What happens when the power cap is exceeded? As for machines like turbines, they simply break, but what about heat-taking ones? They just keep running as usual. I guess that all the excess power is wasted, am I right?
Also, there are machines that can be overclocked with no power loss. What does it mean? Does it mean I can crank up power input right to the cap with no loss or above?
And what about downclocking? Is there any penalty for this apart from slower processing?
By underclocking I mean a range between minimal and medium values. The steel oven takes 32 (16-64) HU/t; here by underclocking I mean a range between 16 and 32 HU/t.
Still I don’t understand what’s overclocking. Either I’m dumb, or I didn’t make myself clear. Let’s take that steel oven as an example again. Does overclocking begins at power levels above 64 or 32 HU/t? Or 64 HU/t states its power cap?

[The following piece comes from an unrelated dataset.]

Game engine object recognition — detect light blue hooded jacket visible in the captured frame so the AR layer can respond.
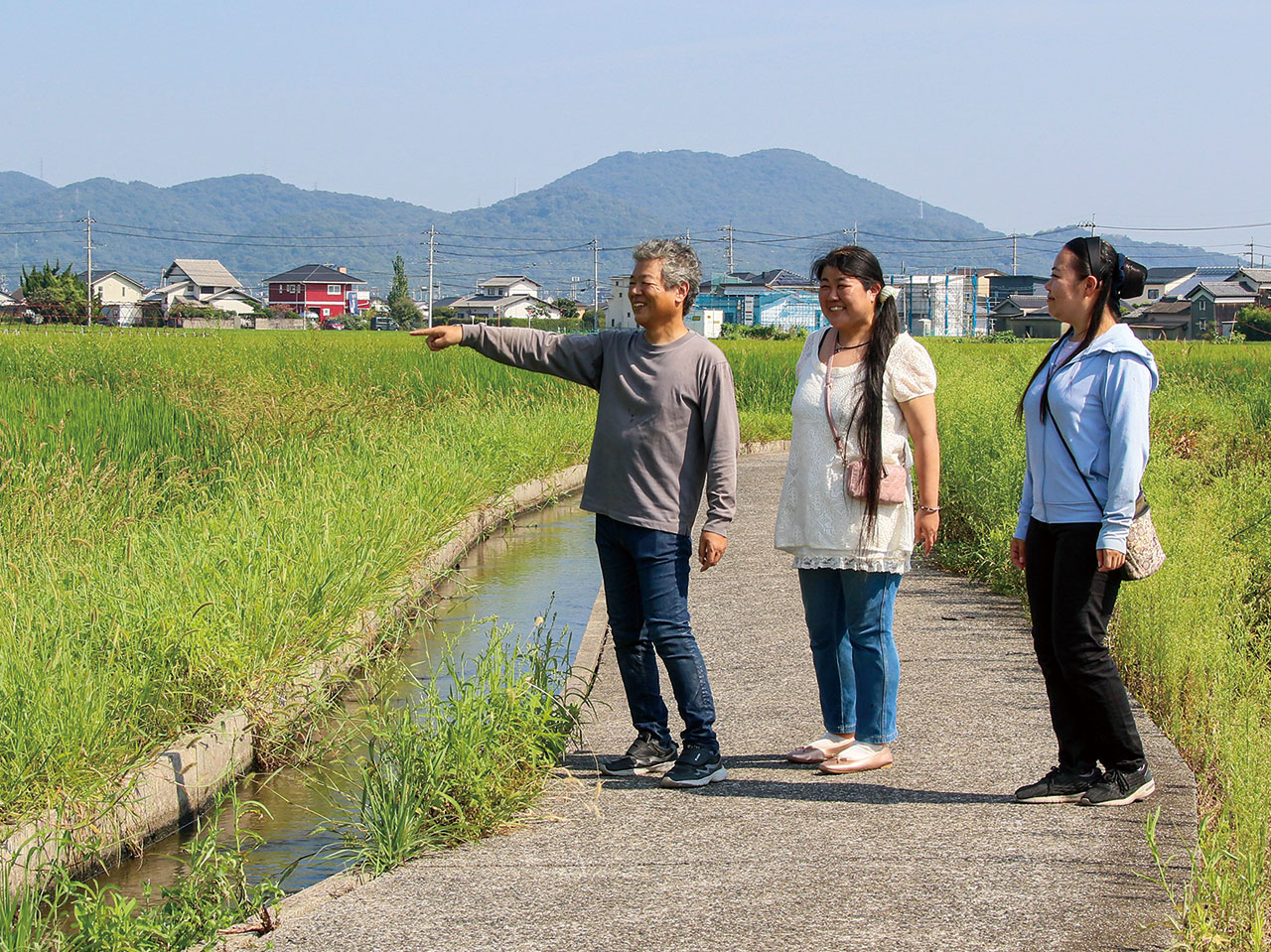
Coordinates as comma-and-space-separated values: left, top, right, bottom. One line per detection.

So why then are the power inputs written in the minimal-medium-maximum way? That’s a bit confusing; I thought that medium value marks the point from which overclocking begins.
If I got it right, the overclocking is when a recipe that takes, let’s say, 16 GU/t is processed in the machine that is supplied more than this? And if it goes way far from 16 GU/t (how much?), then the energy gets wasted? Except for lossless-overclocking machines. Is that it?
16 - 64 = Tier 1
64 - 256 = Tier 2
256 - 1024 = Tier 3
and so on.
If a Recipe is in a Tier that is below the Machines Minimum, its power gets multiplied by 4, and the time gets divided by 2, and that will happen until the proper Tier is reached.
If a Recipe happens to be right at the border between two Tiers (64, 256, 1024 etc) it will take the most benevolent option.